Begum Khaleda Zia, the head of the BNP, was met by British High Commissioner to Bangladesh Sarah Cooke on Wednesday evening, and she was asked about her health.
Sayrul Kabir Khan, a member of the BNP Media Cell, reported that the meeting took place at 8:30 p.m. in the BNP Chairperson’s Firoza mansion in the Gulshan neighborhood of the city.
It was Khaleda Zia’s first encounter with an international envoy since her acquittal on charges of graft in 2018.
According to party sources, Sarah Cooke had a meeting with Khaleda before to her trip to the UK for improved care.
Prof. Dr. AZM Zahid Hossain, a member of the BNP standing committee, Prof. Shahabuddin Talukder, the head of her medical board, Dr.

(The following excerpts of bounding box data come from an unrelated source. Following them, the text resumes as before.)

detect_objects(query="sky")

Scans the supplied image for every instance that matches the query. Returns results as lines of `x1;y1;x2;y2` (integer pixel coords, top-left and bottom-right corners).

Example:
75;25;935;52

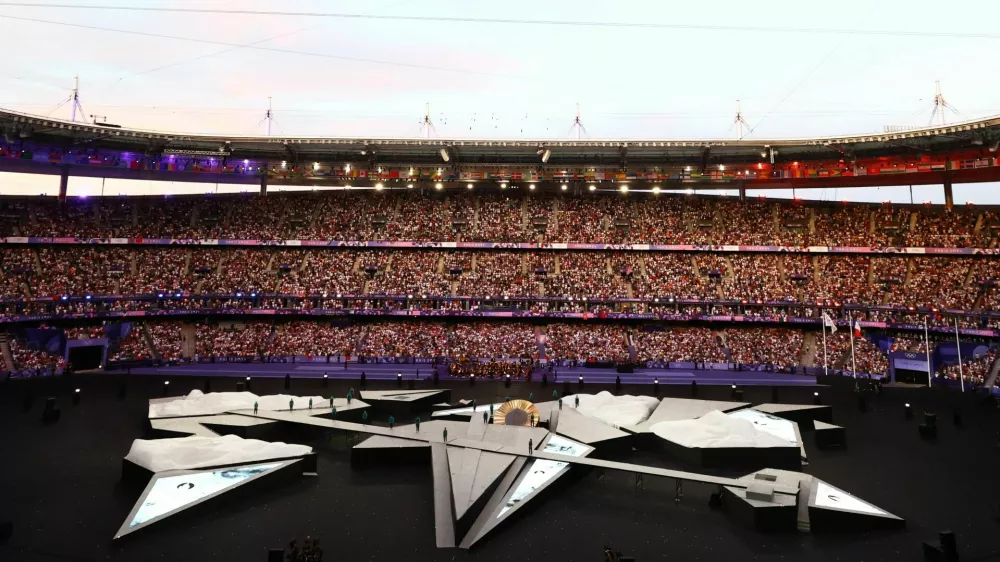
0;0;1000;139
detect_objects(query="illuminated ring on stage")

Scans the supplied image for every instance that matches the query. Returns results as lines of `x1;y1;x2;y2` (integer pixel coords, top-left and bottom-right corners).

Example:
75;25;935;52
493;400;538;425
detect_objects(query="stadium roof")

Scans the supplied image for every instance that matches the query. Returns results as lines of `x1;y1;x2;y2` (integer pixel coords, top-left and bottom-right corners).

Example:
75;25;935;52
0;105;1000;166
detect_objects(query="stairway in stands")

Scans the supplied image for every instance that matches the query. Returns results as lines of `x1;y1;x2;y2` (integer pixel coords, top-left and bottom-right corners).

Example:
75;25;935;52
0;332;14;371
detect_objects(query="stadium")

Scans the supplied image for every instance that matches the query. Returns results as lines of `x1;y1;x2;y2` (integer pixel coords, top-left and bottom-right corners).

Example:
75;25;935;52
0;4;1000;562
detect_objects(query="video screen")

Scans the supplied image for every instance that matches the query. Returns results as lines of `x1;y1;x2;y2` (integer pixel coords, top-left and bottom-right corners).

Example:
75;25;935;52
128;462;284;531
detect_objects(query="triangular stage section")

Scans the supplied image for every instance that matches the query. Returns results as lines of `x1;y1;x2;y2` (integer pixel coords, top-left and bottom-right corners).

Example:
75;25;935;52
809;478;906;532
628;398;750;433
115;459;299;539
549;408;629;445
448;447;516;520
754;404;833;431
460;434;594;548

FM Siddique, and Tabith Awal, the special assistant to the BNP chairperson’s foreign affairs advisory council, were in attendance.
On August 6, Khaleda Zia was completely freed by an order of President Mohammed Shahabuddin.

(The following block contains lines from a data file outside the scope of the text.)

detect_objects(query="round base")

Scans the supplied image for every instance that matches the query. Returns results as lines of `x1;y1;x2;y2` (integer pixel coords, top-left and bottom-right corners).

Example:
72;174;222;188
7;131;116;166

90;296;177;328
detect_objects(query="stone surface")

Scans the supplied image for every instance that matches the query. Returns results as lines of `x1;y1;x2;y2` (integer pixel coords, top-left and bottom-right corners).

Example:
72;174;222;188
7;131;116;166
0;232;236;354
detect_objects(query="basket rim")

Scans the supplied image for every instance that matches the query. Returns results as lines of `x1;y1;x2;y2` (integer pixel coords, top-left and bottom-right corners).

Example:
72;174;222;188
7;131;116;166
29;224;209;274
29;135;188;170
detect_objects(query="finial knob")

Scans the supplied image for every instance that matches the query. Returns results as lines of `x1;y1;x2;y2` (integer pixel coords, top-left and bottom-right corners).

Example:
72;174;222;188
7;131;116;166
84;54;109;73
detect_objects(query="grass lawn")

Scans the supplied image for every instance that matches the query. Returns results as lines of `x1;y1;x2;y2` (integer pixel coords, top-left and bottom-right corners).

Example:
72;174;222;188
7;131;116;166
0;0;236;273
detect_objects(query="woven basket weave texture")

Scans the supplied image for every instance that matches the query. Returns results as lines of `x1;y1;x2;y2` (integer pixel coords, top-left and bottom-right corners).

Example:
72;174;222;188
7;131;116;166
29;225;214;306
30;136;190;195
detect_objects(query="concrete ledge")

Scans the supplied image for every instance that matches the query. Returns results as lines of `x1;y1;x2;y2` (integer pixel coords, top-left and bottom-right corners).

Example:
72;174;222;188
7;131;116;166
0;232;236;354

According to a gazette issued by the home ministry on August 6, the president passed the order under Article 49 of the Bangladesh Constitution.
Article 49 says: the president shall have power to grant pardons, reprieves, and respites and to remit, suspend, or commute any sentence passed by any court, tribunal, or other authority.

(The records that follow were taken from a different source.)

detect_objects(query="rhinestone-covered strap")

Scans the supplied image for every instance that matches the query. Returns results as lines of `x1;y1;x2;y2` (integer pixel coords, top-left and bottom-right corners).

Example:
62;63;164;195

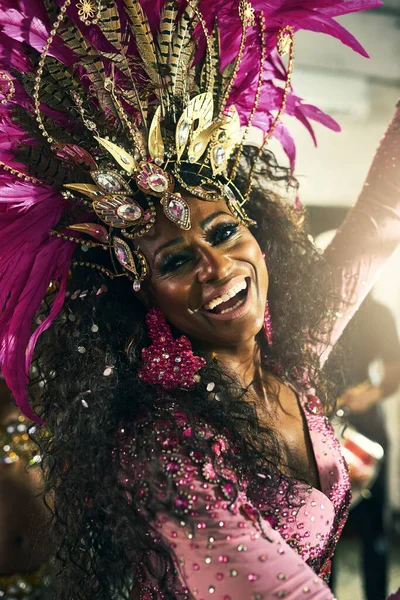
119;405;333;600
321;107;400;364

On August 24, she returned home after receiving treatment at the hospital for 45 days.
Khaleda has long been battling various ailments, including liver cirrhosis, arthritis, diabetes, and issues related to the kidney, lung, heart, and eyes.
Khaleda’s doctors have been recommending sending her abroad since she was diagnosed with liver cirrhosis in November 2021.
On October 26, 2023, three US specialist doctors completed the hepatic procedure known as the transjugular intrahepatic portosystemic shunt (TIPS procedure) to stop water accretion in Khaleda Zia’s stomach and chest, and bleeding in her liver.
She was placed in Old Dhaka Central Jail on February 8, 2018, after a special court sentenced her to five years in prison in the Zia Orphanage Trust corruption case.
On October 30, 2018, the High Court raised her punishment to 10 years.
Later, she was convicted in the Zia Charitable Trust corruption case.
Through an executive decree, the government temporarily released Khaleda Zia from prison after 776 days during the coronavirus pandemic. Her sentence was suspended on March 25, 2020, provided she remained in her Gulshan home and did not leave the nation.